Google claims its pattern-matching systems beats humans in detecting breast cancer

Early detection of breast cancer currently remains a big challenge for specialists

Google Health claims to have created a machine learning system that can detect breast cancer with greater accuracy - and more quickly - than specialists.

According to Google, the system outperformed radiologists in a study by correctly spotting cancerous nodes, which had been missed by specialists in mammograms. The system also reduced false positives, in which specialists wrongly believe patients have tumours.

Breast cancer is the most common cancer in the UK, according to the NHS. But early detection and diagnosis of breast cancer remains a major challenge. Detection involves reading digital mammography images, which often result in both false negatives and false positives, causing unnecessary stress for patients, delays in proper treatment, and a higher workload for radiologists.

Google's system follows on from a 2017 research on using deep learning algorithms to spot metastatic breast cancer from lymph node specimens.

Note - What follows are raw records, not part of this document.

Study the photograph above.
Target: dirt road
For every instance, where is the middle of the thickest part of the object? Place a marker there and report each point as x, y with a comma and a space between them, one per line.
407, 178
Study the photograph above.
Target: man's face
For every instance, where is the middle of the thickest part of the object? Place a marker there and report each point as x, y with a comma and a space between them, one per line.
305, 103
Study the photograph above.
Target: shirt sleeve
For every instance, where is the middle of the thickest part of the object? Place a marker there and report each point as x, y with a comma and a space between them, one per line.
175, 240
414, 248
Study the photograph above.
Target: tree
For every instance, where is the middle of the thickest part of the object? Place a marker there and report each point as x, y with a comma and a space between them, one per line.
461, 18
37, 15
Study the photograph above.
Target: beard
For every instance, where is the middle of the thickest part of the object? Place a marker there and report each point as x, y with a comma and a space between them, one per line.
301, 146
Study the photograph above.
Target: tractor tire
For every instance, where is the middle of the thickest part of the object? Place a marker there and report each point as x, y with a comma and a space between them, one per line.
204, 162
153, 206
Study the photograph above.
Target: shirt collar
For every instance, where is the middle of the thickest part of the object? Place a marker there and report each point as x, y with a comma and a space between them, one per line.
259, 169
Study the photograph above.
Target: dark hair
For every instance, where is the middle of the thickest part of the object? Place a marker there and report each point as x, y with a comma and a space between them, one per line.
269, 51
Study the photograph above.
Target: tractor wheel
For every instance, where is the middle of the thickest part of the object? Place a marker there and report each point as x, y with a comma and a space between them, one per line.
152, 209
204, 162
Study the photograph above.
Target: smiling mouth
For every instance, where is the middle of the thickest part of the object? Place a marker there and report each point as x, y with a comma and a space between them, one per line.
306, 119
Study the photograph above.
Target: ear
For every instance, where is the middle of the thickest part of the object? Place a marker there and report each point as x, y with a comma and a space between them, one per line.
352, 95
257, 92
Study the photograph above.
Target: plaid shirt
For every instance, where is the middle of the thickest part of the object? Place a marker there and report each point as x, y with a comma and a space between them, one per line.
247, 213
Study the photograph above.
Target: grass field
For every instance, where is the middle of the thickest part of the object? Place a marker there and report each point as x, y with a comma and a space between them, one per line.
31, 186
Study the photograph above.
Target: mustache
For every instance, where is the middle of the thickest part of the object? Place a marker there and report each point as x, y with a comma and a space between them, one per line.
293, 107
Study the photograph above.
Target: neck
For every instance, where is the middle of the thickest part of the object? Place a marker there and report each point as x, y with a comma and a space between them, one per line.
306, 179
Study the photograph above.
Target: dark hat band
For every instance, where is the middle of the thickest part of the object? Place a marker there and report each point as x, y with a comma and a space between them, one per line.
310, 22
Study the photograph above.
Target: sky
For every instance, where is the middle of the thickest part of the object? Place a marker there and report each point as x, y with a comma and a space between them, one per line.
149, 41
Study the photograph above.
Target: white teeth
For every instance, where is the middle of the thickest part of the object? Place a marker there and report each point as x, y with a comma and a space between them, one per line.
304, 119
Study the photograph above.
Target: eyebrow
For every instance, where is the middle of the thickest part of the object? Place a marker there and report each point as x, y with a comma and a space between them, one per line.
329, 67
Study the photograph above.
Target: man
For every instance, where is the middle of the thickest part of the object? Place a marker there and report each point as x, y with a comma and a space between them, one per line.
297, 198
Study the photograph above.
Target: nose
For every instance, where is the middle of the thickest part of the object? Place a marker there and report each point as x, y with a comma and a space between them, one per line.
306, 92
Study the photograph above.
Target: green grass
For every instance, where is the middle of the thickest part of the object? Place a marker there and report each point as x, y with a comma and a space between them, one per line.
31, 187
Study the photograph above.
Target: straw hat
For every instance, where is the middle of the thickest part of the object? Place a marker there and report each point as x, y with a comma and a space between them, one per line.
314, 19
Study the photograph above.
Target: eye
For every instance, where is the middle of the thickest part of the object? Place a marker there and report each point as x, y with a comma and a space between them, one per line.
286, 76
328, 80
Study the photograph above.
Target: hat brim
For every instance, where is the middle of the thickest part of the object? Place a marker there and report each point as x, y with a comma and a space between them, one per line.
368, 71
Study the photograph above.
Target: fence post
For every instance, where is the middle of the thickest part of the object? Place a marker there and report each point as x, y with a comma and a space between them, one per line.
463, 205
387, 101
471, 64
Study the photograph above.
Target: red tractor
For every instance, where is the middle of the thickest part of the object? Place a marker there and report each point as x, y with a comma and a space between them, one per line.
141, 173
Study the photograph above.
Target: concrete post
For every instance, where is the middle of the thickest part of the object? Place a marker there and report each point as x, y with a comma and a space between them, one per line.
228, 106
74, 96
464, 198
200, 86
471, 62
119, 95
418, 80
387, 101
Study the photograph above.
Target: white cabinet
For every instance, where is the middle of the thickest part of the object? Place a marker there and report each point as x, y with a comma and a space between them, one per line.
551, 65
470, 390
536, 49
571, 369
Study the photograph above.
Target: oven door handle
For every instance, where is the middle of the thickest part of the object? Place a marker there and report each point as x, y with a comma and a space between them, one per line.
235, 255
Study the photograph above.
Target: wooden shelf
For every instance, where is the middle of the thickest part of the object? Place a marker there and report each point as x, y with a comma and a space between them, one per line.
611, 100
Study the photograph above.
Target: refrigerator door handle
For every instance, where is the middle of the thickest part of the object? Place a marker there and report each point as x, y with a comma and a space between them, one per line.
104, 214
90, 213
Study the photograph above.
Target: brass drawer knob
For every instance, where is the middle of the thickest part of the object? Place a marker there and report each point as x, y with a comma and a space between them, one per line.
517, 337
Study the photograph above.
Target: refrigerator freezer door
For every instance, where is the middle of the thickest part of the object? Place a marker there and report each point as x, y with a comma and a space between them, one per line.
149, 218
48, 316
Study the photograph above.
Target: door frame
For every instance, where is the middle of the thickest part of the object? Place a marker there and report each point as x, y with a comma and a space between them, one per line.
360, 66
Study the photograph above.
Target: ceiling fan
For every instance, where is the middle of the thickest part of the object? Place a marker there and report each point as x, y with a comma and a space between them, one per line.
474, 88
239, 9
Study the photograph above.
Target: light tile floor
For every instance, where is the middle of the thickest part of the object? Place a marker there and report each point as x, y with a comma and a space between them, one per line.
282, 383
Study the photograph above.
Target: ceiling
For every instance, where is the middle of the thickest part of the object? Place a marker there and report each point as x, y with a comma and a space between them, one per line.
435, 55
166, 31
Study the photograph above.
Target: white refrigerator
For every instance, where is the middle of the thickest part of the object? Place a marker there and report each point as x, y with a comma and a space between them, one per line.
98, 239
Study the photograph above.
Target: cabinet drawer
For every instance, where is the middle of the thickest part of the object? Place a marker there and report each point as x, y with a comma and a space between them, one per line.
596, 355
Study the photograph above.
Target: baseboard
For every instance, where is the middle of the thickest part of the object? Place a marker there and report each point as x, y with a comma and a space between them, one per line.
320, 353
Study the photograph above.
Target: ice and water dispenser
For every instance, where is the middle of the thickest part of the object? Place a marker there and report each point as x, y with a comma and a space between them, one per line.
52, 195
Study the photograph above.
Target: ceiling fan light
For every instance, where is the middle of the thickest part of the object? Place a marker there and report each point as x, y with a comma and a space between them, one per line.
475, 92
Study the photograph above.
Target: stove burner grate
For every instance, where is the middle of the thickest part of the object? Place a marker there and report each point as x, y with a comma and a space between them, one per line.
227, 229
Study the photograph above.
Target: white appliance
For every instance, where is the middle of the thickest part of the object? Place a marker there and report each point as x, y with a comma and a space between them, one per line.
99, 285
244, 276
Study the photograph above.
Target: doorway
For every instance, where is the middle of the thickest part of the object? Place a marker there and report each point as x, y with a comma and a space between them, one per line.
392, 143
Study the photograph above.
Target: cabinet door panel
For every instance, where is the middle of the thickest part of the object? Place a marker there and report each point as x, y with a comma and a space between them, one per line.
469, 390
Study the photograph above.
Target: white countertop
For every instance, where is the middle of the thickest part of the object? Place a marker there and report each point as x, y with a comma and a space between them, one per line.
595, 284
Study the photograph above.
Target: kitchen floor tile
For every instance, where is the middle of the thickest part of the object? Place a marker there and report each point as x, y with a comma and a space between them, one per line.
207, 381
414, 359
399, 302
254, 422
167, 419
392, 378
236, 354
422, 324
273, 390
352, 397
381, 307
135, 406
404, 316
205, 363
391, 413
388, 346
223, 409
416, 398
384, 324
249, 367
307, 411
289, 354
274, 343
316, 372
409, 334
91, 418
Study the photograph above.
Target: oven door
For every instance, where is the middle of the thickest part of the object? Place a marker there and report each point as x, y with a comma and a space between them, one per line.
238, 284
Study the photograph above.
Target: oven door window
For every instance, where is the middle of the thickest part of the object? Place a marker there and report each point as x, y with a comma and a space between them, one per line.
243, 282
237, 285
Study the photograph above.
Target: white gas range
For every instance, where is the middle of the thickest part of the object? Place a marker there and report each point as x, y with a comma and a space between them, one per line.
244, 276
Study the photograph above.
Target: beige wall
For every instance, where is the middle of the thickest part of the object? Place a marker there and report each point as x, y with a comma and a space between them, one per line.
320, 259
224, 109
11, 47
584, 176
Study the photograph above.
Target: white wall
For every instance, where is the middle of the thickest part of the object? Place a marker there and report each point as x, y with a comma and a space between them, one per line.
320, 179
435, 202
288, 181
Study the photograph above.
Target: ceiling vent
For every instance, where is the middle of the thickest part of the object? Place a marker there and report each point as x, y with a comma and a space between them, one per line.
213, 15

In this study, Google Health partnered with DeepMind, Royal Surrey County Hospital, Cancer Research UK Imperial Centre, and Northwestern University to see if machine learning could help experts in more accurately detecting the signs of breast cancer.

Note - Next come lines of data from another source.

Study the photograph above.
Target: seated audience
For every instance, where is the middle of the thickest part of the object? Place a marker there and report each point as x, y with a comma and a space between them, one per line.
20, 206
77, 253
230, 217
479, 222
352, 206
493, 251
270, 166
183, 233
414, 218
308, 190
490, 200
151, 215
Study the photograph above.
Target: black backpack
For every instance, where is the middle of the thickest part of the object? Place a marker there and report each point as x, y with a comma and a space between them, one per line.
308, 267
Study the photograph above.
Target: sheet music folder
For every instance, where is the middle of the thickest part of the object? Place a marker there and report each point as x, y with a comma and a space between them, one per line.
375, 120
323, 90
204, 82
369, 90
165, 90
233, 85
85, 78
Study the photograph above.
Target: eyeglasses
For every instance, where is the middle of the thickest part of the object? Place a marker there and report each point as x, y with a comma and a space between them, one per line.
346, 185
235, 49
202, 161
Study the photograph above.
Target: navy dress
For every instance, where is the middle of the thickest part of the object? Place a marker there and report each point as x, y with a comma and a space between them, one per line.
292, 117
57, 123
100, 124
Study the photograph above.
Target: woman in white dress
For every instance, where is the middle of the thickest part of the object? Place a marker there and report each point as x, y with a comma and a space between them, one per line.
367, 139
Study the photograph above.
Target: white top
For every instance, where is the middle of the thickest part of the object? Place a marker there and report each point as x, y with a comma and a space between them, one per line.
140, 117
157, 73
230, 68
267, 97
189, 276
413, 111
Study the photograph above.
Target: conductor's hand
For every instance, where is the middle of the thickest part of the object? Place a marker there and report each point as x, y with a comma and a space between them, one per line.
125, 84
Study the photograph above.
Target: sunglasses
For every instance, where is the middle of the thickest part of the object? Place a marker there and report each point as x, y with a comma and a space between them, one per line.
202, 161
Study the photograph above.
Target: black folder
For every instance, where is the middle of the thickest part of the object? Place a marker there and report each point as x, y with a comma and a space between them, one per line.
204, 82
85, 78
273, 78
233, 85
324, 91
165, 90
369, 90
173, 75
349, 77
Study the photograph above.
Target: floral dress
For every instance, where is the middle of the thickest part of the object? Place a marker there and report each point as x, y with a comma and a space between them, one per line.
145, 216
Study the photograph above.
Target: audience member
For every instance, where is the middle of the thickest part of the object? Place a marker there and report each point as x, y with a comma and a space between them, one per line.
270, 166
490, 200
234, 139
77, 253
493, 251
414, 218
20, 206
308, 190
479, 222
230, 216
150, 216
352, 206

To evaluate the performance of their machine learning model in the clinical setting, the researchers trained the model on a data set comprising of de-identified mammograms obtained from over 76,000 women in the UK and nearly 15,000 women in the US.
It was then assessed on a separate data set of over 28,000 British and US women.

The model indicated an absolute reduction of 5.7 per cent in false positives for US women and a 1.2 per cent reduction in the sample of British woman. It also showed a 9.4 per cent and 2.7 per cent reduction in false negatives for the US and British women, respectively.

In a separate study of six radiology experts, Google's system demonstrated its effectiveness by outperforming all of the human readers.

"There's enormous opportunity, not just in breast cancer but more widely, to use this type of technology to make screening more equitable and more accurate," Dominic King, the UK lead at Google Health, told the WSJ.

"It feels like this is another step towards this technology actually making a difference in the real world."

The details of the system are presented in a paper published in the scientific journal Nature.